Newt’s response was better than he could ever have imagined. It was unbelievable, really, how soft his lips were.
And with that a few awkward exchanges, they were officially together. A lot of people won bets once the news got out.
And after a year, another idea started burning in the back of Hermann’s mind, because who else could he ever spend his life with? The idea was loud, and Hermann was rather terrified to think it for fear that Newt might hear.
He wanted to marry him.
That conclusion was much faster and easier than Hermann had expected it to be. Why waste any more time?

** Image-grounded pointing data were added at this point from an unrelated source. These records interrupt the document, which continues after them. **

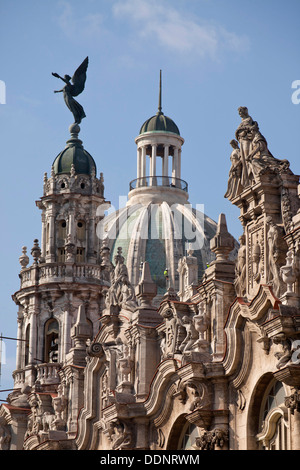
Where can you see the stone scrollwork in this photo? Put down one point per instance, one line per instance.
(121, 435)
(241, 267)
(121, 294)
(5, 435)
(211, 440)
(284, 353)
(293, 402)
(195, 393)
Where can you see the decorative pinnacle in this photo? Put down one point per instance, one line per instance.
(159, 95)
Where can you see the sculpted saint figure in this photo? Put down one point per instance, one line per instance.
(121, 293)
(240, 281)
(74, 89)
(244, 136)
(235, 171)
(261, 158)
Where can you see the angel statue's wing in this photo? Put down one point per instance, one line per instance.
(79, 78)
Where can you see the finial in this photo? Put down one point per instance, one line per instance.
(159, 95)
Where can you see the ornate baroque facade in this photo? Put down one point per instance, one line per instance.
(212, 363)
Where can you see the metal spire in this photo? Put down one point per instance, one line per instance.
(159, 96)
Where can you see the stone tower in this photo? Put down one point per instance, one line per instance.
(60, 293)
(159, 224)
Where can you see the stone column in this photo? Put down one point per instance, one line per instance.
(153, 166)
(19, 345)
(67, 334)
(143, 163)
(32, 339)
(166, 165)
(139, 163)
(175, 165)
(179, 164)
(51, 240)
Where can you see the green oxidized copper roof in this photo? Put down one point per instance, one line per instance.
(159, 122)
(74, 154)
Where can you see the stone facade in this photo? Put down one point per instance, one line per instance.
(214, 366)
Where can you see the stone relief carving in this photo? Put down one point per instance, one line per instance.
(235, 172)
(121, 293)
(284, 350)
(46, 414)
(196, 393)
(293, 402)
(288, 272)
(5, 435)
(252, 158)
(121, 435)
(276, 252)
(210, 440)
(240, 270)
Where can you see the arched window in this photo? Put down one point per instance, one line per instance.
(188, 437)
(62, 229)
(27, 338)
(274, 433)
(80, 230)
(51, 340)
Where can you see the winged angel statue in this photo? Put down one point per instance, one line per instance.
(74, 89)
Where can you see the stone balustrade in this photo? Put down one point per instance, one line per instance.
(59, 272)
(48, 373)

And a while later, box hidden carefully under a mass of papers that probably drew attention to the spot instead of dispersing it, Hermann drummed his fingers on the desk while Newt’s music blasted and he gently rocked to the beat to try and dispel the butterflies that must have turned to wasps as he formed his words in a way quiet enough to not alert Newt to them. Honestly, it was just a gamble. Newt was a better listener than he let on.
Why waste any more time?
He spent a full five minutes trying to open his mouth before he managed to choke out a “Newt?” No going back now. He grabbed the box.

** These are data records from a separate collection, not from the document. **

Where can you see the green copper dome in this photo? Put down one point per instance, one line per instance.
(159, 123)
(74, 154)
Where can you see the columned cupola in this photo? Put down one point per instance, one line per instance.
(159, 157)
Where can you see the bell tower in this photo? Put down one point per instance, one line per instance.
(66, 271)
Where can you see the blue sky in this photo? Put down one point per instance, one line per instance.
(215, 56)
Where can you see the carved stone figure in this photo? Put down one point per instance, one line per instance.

“Yeah?” He didn’t turn the music down, which made the prospect of talking a lot more difficult.
“Listen, can I speak frankly?”
“Why do you bother asking, Herm-“
“You’re the most important person in the world to me. You always have been, and honestly, I can’t imagine where I’d be without you. Or if something happened, and- regardless, what I‘m trying to say is that I want to… I’d very much like to… being together is wonderful, and,” he found himself gesticulating with the box, scheiße, and he’d just used 50 words when 4 would suffice, “I’d very much like to spend the rest of my life with-“
Newt grabbed his face and pulled him into a long kiss. It really was unfair that his lips were that soft. And that he was such a good kisser. And that he could read Hermann’s mind.
“Yes.”
“You didn’t let me finish.” Newton laughed and Hermann laughed much louder than he thought was probably appropriate but he had other things on his mind, namely how to take a knee.
“Sure, go for it.”
“Newton Geiszler, will you marry me?”
“Yes.”
And after 47 years, Hermann finally got what he wanted.